Previous posts in this series are easily found by using “freight car graffiti” as the search term in the search box at right.
The present post addresses two different sorts of hopper cars. The first one is a “Golden West Service” car. For those who don’t know, this is a former Southern Pacific car. In the late 1980s, SP was very short of funds, and had many freight cars in need of repair. The SP pursued a strategy used by many companies short of cash: selling the cars to someone else to obtain money, then leasing them back. In this case the purchaser was leasing giant Greenbrier.
The Greenbrier cars were refurbished and repainted in a blue scheme and given new reporting marks of working railroads. These were the marks of various short lines that received compensation for the use, including Ventura County Railway (initials VCY), Coe Rail (CRLE), and the Galveston Railroad (GVSR). The car shown below is an Ortner-type hopper car, thus has a car number beginning with “6,” as did all Golden West hoppers.

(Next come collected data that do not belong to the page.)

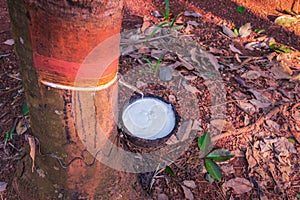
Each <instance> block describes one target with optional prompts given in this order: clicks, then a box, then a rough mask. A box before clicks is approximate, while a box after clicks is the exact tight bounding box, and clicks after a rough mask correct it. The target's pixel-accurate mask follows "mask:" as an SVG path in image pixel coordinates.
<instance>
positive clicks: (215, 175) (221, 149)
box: [198, 132, 233, 181]
mask: <svg viewBox="0 0 300 200" xmlns="http://www.w3.org/2000/svg"><path fill="white" fill-rule="evenodd" d="M210 146H211V138H210V134H209V132H204V134H203V135H202V136H201V137H199V138H198V147H199V149H200V150H201V151H202V152H204V155H205V156H204V160H205V168H206V170H207V172H208V174H209V175H210V176H211V177H212V178H213V179H214V180H216V181H221V180H222V171H221V169H220V167H219V166H218V165H217V164H216V162H224V161H226V160H229V159H231V158H232V157H233V154H232V153H231V152H230V151H229V150H227V149H216V150H213V151H211V152H207V151H208V148H209V147H210Z"/></svg>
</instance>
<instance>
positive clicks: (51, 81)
mask: <svg viewBox="0 0 300 200" xmlns="http://www.w3.org/2000/svg"><path fill="white" fill-rule="evenodd" d="M33 61H34V65H35V66H34V67H35V68H36V69H37V70H38V71H39V74H40V79H41V80H44V81H48V82H53V83H58V84H63V85H64V84H67V85H74V82H75V81H76V80H77V81H78V82H82V81H84V82H90V84H91V85H94V84H95V85H94V86H96V84H97V85H99V84H104V83H106V82H109V81H110V80H111V79H112V78H113V77H114V76H115V74H116V72H117V69H118V59H116V60H114V61H113V62H112V63H110V64H109V65H108V66H99V64H97V63H90V64H82V63H74V62H67V61H63V60H58V59H54V58H50V57H46V56H42V55H39V54H37V53H34V54H33ZM82 68H84V70H82ZM80 69H81V71H80ZM82 71H84V73H82ZM50 74H51V76H50ZM66 79H68V80H66ZM101 79H102V80H101ZM104 79H105V80H104ZM93 83H94V84H93Z"/></svg>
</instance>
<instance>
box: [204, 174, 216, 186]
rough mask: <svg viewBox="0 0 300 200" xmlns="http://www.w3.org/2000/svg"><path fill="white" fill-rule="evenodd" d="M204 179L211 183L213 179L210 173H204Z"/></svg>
mask: <svg viewBox="0 0 300 200" xmlns="http://www.w3.org/2000/svg"><path fill="white" fill-rule="evenodd" d="M205 179H206V180H207V181H208V182H209V183H210V184H212V183H213V182H214V181H215V179H213V177H211V175H209V174H206V176H205Z"/></svg>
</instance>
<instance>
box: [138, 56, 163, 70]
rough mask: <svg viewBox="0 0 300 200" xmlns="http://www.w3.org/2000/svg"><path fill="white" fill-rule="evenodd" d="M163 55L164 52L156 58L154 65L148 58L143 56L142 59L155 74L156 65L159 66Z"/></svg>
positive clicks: (157, 68)
mask: <svg viewBox="0 0 300 200" xmlns="http://www.w3.org/2000/svg"><path fill="white" fill-rule="evenodd" d="M164 56H165V54H162V55H161V56H160V57H159V58H158V60H157V62H156V64H155V65H154V64H153V63H152V62H151V61H150V60H149V59H148V58H145V57H143V60H145V61H146V62H147V64H148V65H149V67H150V68H151V69H152V70H153V73H154V74H157V71H158V67H159V65H160V63H161V61H162V59H163V57H164Z"/></svg>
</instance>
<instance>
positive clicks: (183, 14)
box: [183, 11, 202, 17]
mask: <svg viewBox="0 0 300 200" xmlns="http://www.w3.org/2000/svg"><path fill="white" fill-rule="evenodd" d="M183 15H184V16H186V17H201V16H202V15H200V14H199V13H196V12H189V11H184V13H183Z"/></svg>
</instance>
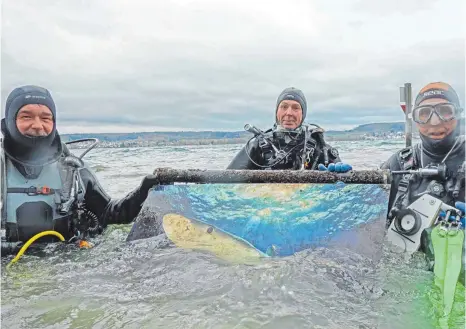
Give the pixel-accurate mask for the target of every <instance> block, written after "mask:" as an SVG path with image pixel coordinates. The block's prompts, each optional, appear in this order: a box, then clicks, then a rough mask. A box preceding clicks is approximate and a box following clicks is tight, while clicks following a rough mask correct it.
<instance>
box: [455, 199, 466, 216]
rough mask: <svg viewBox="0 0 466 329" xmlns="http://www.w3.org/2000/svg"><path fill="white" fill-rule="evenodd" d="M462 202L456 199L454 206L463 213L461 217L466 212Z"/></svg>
mask: <svg viewBox="0 0 466 329" xmlns="http://www.w3.org/2000/svg"><path fill="white" fill-rule="evenodd" d="M464 206H465V205H464V202H461V201H456V202H455V208H456V209H459V210H460V211H461V213H462V214H463V217H464V214H465V212H466V210H465V209H464Z"/></svg>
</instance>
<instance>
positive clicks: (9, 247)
mask: <svg viewBox="0 0 466 329" xmlns="http://www.w3.org/2000/svg"><path fill="white" fill-rule="evenodd" d="M23 245H24V243H23V242H21V241H17V242H6V241H2V249H1V252H2V257H3V256H7V255H13V254H16V253H18V251H19V250H20V249H21V247H22V246H23Z"/></svg>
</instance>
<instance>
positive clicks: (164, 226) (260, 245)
mask: <svg viewBox="0 0 466 329" xmlns="http://www.w3.org/2000/svg"><path fill="white" fill-rule="evenodd" d="M388 196H389V193H388V190H387V188H386V186H385V187H384V186H383V185H381V184H354V183H352V184H345V183H343V182H336V183H323V184H320V183H319V184H318V183H202V184H177V185H174V184H171V185H160V186H157V187H156V188H154V189H153V190H151V192H150V193H149V196H148V198H147V200H146V202H145V204H144V205H143V209H142V210H141V213H140V215H139V216H138V218H137V219H136V221H135V223H134V224H133V228H132V230H131V232H130V234H129V235H128V238H127V241H132V240H138V239H144V238H150V237H153V236H157V235H160V234H165V235H166V236H167V237H168V239H169V240H170V241H172V242H173V243H174V244H175V245H176V246H178V247H182V248H190V249H203V250H208V251H211V252H213V253H215V254H216V255H219V256H221V257H222V256H225V257H226V255H228V254H234V255H236V256H238V255H240V254H241V255H243V256H244V255H247V256H252V257H256V256H258V257H263V256H265V257H267V256H275V257H283V256H290V255H293V254H294V253H296V252H299V251H302V250H305V249H309V248H313V247H319V246H327V245H332V244H340V245H341V246H342V247H344V248H349V249H357V250H363V249H368V247H369V246H368V244H367V240H372V241H371V242H372V243H376V244H382V242H383V241H382V240H383V234H384V228H385V218H386V213H387V204H388ZM374 235H376V236H374ZM374 239H377V241H374ZM369 249H370V248H369ZM368 251H369V252H370V250H368ZM227 258H228V257H227Z"/></svg>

The model of GVSR 637720 as I received it from owner Seth Neumann already had the interior weathered, as you can see above.
For the left side of this car, I used a single Blair Line decal from their set no. 2262. You may also notice that I have added a number of tags with a fine-tipped “Micron” pen, as described in my post about tagging generally. You can find that post here: https://modelingthesp.blogspot.com/2020/04/freight-car-graffiti-part-11-tagging.html . I have given this car larger graffiti pieces, as is typical of these rock, sand and ballast cars in the prototype.
For the right side of the car, I returned to my Blair Line decals, in this case set no. 2261 (you can see their line at this site: http://www.blairline.com/graffiti/ ). I also added a few tag legends from Microscale set 87-243, along with the “Micron” pen tags. Both sides of the car were also weathered with acrylic washes after decaling.
The other car for the present post is an SP covered hopper, SP 493502. This is a conventional hopper, and is shown below as I received it from its owner.
Decaling for this car took advantage of the light body color. As I have reviewed in a previous blog posts, some brands of decals are relatively transparent and thus take on the hue of the body color beneath them (see my review at this link: https://modelingthesp.blogspot.com/2020/06/freight-car-graffiti-part-17-decals.html ).
On the left side of this model, I used two decals, one a Dave’s Decal (set 6028) and the other from Blair Line set 2263. As you see it below, the car is also weathered and has received some tags. You can see the roof weathering here too.
On the right side of the car, I chose to add only one large decal, again from Dave’s set 6028, then added some small decal tags from Microscale set 87-243 and also a few with “Micron” pens.
Because of their differences in body color, these two models were approached in quite different ways, but have a certain overall similarity in degree and color of weathering. This would be typical of cars like these which tend to operate repeatedly in the same region of the country. They should fit right in on the owner’s layout.